はじめに
Kubernetesはコンテナオーケストレーションの標準的な仕組みであり、その構成要素やデプロイ方法を理解することはアプリケーション運用において非常に重要です。
その Kubernetes 上で効率的にアプリケーションを管理するためのツールが Helm です。
この記事では次の内容を整理します。
- Kubernetes の基本構造
- Helm の役割
- Helm の「Chart」と「Release」の意味
- Kubernetes と Helm の関係性
1. Kubernetesとは何か
Kubernetes は、コンテナ化されたアプリケーションを
デプロイ、スケール、管理、自己修復 するための仕組みです。
クラスタは次の2つの役割のノードで構成されています。
● Control Plane
クラスタ全体を管理する部分で、次のようなコンポーネントが含まれます。
- kube-apiserver:すべての操作の入口
- etcd:クラスタの状態を保存するキーバリューストア
- kube-scheduler:Pod の配置先を決定
- kube-controller-manager:リソースの状態維持
● Worker Node
アプリケーション(Pod)が動作するノードで、以下のコンポーネントがあります。
- kubelet:ノード上の Pod を管理
- kube-proxy:ネットワークルーティング
- コンテナランタイム:Docker や containerd など
これらが組み合わさることで、ユーザーは宣言的に「どのように動作してほしいか」を YAML で定義し、クラスタがその状態を維持してくれます。
2. Helm とは何か
Helm は Kubernetes 用の パッケージマネージャ です。
Linux における apt や yum のような役割を持ちます。
Kubernetes は Deployment、Service、Ingress、ConfigMap など多数の YAML ファイルでアプリを構成します。

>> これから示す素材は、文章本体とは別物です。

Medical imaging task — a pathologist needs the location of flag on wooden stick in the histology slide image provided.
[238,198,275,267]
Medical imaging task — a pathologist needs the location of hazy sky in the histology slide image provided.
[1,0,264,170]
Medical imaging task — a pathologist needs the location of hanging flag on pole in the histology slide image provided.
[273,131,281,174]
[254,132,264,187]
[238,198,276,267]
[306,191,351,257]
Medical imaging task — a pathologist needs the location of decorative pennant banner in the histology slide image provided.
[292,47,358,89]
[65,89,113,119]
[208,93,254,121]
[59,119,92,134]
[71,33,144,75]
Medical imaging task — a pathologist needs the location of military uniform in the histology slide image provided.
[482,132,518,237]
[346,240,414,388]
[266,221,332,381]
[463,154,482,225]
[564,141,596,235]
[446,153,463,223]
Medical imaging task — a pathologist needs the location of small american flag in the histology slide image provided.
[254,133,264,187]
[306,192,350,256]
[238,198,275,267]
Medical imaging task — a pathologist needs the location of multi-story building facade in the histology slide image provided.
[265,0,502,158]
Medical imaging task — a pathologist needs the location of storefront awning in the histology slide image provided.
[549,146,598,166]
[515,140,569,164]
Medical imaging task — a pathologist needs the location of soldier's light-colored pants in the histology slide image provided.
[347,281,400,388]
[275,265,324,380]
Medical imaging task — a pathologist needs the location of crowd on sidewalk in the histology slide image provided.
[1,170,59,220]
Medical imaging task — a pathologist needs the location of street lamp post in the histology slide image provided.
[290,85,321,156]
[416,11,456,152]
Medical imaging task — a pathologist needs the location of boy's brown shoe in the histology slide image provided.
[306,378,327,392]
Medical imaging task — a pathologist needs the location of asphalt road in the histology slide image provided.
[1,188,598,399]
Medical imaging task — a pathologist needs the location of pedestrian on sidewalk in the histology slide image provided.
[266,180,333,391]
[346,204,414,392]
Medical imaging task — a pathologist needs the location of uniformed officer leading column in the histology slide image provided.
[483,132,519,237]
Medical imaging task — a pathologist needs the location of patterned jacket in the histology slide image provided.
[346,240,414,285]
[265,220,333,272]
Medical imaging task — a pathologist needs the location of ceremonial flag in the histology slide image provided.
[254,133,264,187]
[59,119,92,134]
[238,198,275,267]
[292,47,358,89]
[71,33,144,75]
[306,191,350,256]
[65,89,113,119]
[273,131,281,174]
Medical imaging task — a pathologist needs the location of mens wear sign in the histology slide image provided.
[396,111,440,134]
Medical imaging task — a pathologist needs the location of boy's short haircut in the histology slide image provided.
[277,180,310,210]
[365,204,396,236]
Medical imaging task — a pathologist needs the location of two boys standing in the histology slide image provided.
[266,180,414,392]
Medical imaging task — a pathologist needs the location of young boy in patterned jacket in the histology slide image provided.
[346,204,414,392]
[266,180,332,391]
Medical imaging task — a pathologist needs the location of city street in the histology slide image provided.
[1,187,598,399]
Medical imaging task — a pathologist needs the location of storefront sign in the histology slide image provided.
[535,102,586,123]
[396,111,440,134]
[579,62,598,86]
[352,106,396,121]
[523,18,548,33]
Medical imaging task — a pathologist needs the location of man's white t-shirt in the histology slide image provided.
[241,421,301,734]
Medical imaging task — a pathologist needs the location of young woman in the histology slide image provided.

これらをまとめて扱い、テンプレート化し、環境ごとに柔軟に管理できるようにする仕組みが Helm です。
3. Chart(チャート)とは
Helm Chart は Kubernetes アプリケーションをデプロイするためのテンプレート集 です。
Chart には以下が含まれます。
-
templates/:YAML テンプレート -
values.yaml:テンプレートに注入する基本設定 -
Chart.yaml:Chart のメタ情報
Chart は「設計図」に近い存在で、これ自体はクラスタにリソースを作りません。
4. Release(リリース)とは何か
Helm でもっとも誤解しやすい概念が「リリース」です。
● Release = Chart + Values がクラスタ上に展開された “実体”
Helm は以下のようにアプリをインストールします。
helm install my-app bitnami/wordpress
-
bitnami/wordpress→ Chart(テンプレート・設計図) -
my-app→ Release 名(クラスタ上の実際のアプリ)
Release は次のようなリソース群として Kubernetes に作成されます。
- Deployment
- Service
- Secret
- ConfigMap
- Ingress
- PersistentVolumeClaim など
つまり Chart はレシピ、Release は出来上がった料理 というイメージに近いです。
5. Release のライフサイクル
Helm は Release を「バージョン履歴付き」で管理します。
helm upgrade my-app .
helm rollback my-app 1
- upgrade:リソースの更新
- rollback:任意のバージョンへ巻き戻し
- uninstall:削除
YAML の更新とデプロイが一元管理でき、変更履歴まで追えるのが Helm の大きな利点です。
6. Kubernetes と Helm の関係
| 役割 | Kubernetes | Helm |
|---|---|---|
| アプリの構成方法 | YAML を直接適用 | テンプレートから YAML を生成して適用 |
| 管理単位 | Deployment / Service / Pod など個別 | Release としてまとめて扱う |
| 初期デプロイ | kubectl apply |
helm install |
| 更新 | YAML を更新 → apply | helm upgrade |
| 差分表示 |
kubectl diff(環境依存) |
helm diff(プラグイン) |
| ロールバック | 基本は手動 | コマンド1つで簡単 |
Helm は Kubernetes の外側でテンプレート管理をするツール であり、
Kubernetes の仕組みを拡張するわけではありません。
クラスタ内部に Helm の仕組みが常駐するわけではなく、
Release 情報はクラスタ内部の Secret と Helm クライアント側が保持します。
まとめ
- Kubernetes はコンテナアプリケーションを宣言的に管理するための仕組み
- Helm は Kubernetes 用のパッケージマネージャ
- Chart は Kubernetes リソース群のテンプレート
- Release は「Chart + Values がデプロイされた実体」
- Helm を使うことでバージョン管理、ロールバック、環境差分管理が簡単になる
Kubernetes の YAML が複雑になるほど、Helm の恩恵は大きくなります。
Release の概念さえつかんでしまえば、Helm は非常に扱いやすいツールです。